10th July 1918 HMB
My Dearest Father
Thank you very much for money in large quantities which has just arrived, and for which I am most grateful.
I have written, full of wrath, to Bradley: they have left a large piece of my 3 speed gear behind in England and the mechanic here can’t fix it up with a part missing. So I have written direct to him and told him to get it and send it along as soon as possible.
Perhaps Mother would stir him up a bit if she happens to be passing, and also get me some more valve tubing as I passed the bit on to the Commandant. I don’t want any larger a bit than she sent before.
Please thank Mother for paying Pennell’s bill, seeds are very precarious this year and then the drought has been the limit.
I am very glad that Alf Nainby has had to go, but it is most inconvenient as I wanted half a dozen of the photos he took of me 18 months ago. I suppose it is quite impossible to get at them or Ada. I hope Walter will be able to get WJH off for you: it is really rather ridiculous taking a man like that.
We had lots of heavy showers yesterday and to-day and it is much cooler; last week, Sunday especially, was roasting.
I flew up to No 8 on Monday to find that Lionel Morris had left for Blighty a week before! The Greyhound is at No 25. I haven’t run across her yet, thank the Lord.
Our gardens look rather jolly though the plants are short perhaps owing to the drought. I have had the most magnificent anchusa plants: they have been a mass of blue and the pink & scarlet sweet Williams have been ripping too.
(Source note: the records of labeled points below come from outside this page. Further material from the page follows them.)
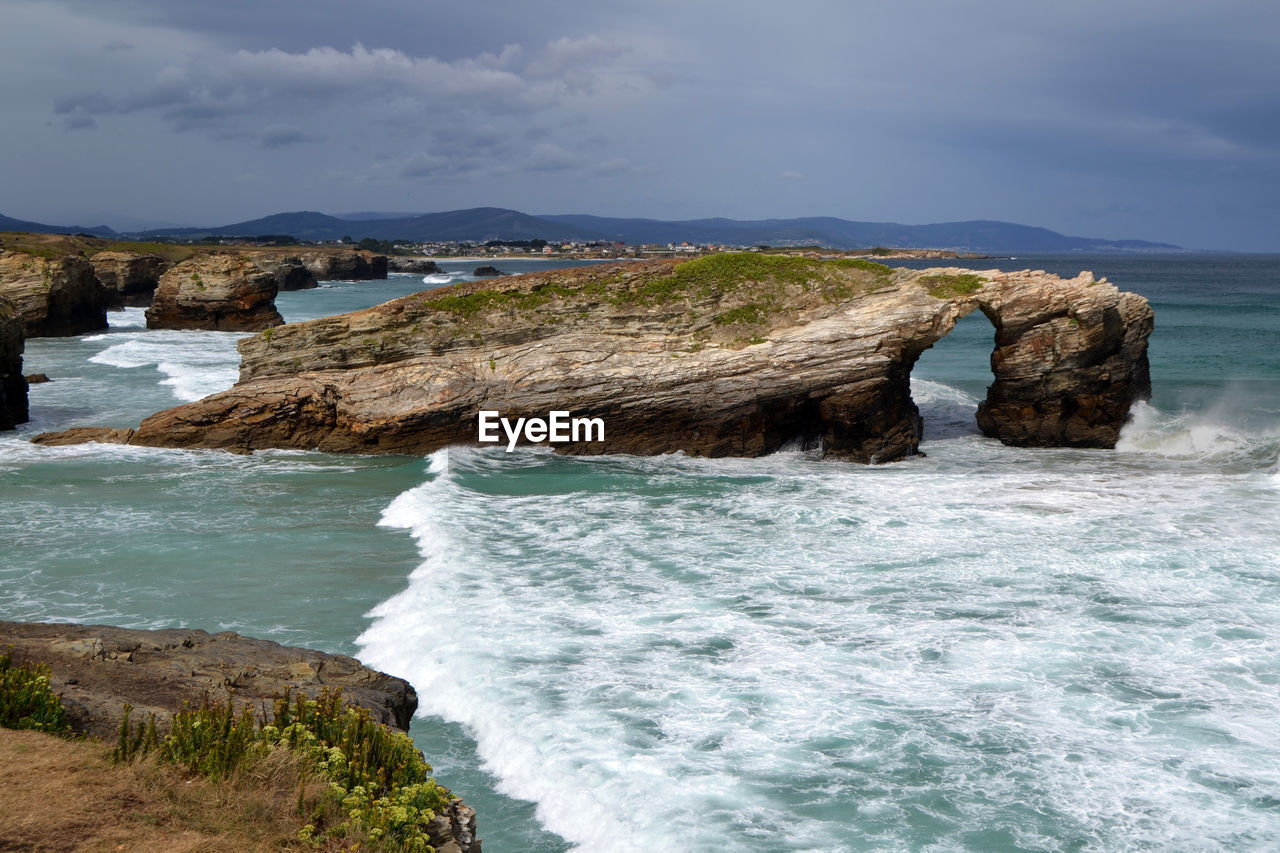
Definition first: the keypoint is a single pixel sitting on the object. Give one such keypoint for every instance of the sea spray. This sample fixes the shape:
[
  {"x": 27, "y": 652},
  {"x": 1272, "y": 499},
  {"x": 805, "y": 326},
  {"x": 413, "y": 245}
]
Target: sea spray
[{"x": 736, "y": 653}]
We haven’t had any raids lately: there was one about a week or 10 days ago and nothing since.
The Italians have done jolly well haven’t they: things are looking a bit brighter than they were, thank heaven. Entre Nous I am fed to the teeth with all this buttering up of the Americans, though I’m afraid it is certain that if they hadn’t come along we should have been in the “Kart”.
Is Mrs Rawnsley still at Calais? It isn’t exactly a health resort I believe. Has Nellie Marshall come home yet or is she still in town at her hospital ?
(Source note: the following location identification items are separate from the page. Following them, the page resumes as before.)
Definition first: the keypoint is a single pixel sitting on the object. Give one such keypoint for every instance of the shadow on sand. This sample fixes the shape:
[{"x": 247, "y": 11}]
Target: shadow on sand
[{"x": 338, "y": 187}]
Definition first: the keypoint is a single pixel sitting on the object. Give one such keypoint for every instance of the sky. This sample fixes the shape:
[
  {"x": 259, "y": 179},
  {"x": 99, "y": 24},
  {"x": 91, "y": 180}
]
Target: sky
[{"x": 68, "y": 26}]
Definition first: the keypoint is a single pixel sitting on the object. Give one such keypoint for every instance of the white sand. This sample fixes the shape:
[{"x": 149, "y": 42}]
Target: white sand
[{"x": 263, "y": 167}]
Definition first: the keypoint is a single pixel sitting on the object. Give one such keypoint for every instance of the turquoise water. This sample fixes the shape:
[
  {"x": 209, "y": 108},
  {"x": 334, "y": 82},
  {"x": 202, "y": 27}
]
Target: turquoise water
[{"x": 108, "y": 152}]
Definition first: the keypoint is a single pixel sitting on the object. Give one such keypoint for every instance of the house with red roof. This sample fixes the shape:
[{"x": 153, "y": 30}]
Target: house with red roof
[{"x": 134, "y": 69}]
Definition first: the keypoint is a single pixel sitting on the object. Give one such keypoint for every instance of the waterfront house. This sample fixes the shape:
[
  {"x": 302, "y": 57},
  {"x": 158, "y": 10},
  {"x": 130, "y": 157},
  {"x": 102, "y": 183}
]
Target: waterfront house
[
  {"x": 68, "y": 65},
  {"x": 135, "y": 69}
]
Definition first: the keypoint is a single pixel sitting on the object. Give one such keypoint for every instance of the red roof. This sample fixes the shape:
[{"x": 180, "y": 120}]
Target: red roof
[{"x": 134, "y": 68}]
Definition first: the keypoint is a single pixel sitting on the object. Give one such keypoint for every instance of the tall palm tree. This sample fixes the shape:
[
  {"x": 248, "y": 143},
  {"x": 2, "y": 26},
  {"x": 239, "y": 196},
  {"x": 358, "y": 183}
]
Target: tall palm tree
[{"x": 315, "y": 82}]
Would you look up in Kelly and see if you can find anything about a family of Mitfords who live in Cadogan Square. We have got one here: a huge tall girl and jolly.
Also we have got a Bartholomew from Edinburgh: one of the map people, quite a nice kid.
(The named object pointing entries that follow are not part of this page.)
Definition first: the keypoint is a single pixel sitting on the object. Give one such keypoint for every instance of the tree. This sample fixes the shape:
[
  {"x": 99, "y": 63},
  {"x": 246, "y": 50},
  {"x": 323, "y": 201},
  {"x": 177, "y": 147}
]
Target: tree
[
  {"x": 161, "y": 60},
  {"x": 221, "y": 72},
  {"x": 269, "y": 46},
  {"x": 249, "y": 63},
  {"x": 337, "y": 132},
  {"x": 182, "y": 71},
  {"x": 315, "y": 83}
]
After having been the baby and the senior VAD for 18 months, there are now 3 or 4 younger than I. We are really under the Joint War Committee now and can get VADs for the hospital quite easily. Four of our most undesirable people are leaving, and another silly blighter which makes five, and we have quite Christian people in their stead so we are very bucked about it. We are thrilled to the marrow: Short who has been here two years (a silly gushing would be artistic type who wrote to Mother once and has a thumping opinion of herself) has just got engaged to one of the doctors, a hugely fat man with a beard who looks forty and is in reality only a year older than I: and certainly 6 or 7 years younger than she. He has just got his discharge from the army. He has been here about 18 months and she has nursed in one of his wards for over a year.
How she can I don’t know. He is a very decent sort, but still: I disapprove most heartily of international marriages. The Belgian nurse, Fuzzy, is getting married in about a fortnight’s time to one of her own countrymen. She will stay on here, but Short is going home.
There is a terrible dove-cot atmosphere about the place: I hope it wears off soon.
I’m glad to hear that M & Co are having nice weather at Sutton. How trying for Robin to have the measles. We have odd clutches of Boche prisoners in here: there is a camp of them near Rouen who work for the Belgians and when they have an accident or go sick they come here and live in a small hut under guard. The nurse who has to do with them speaks German very well and doesn’t mind much: I, thank God, never come near them.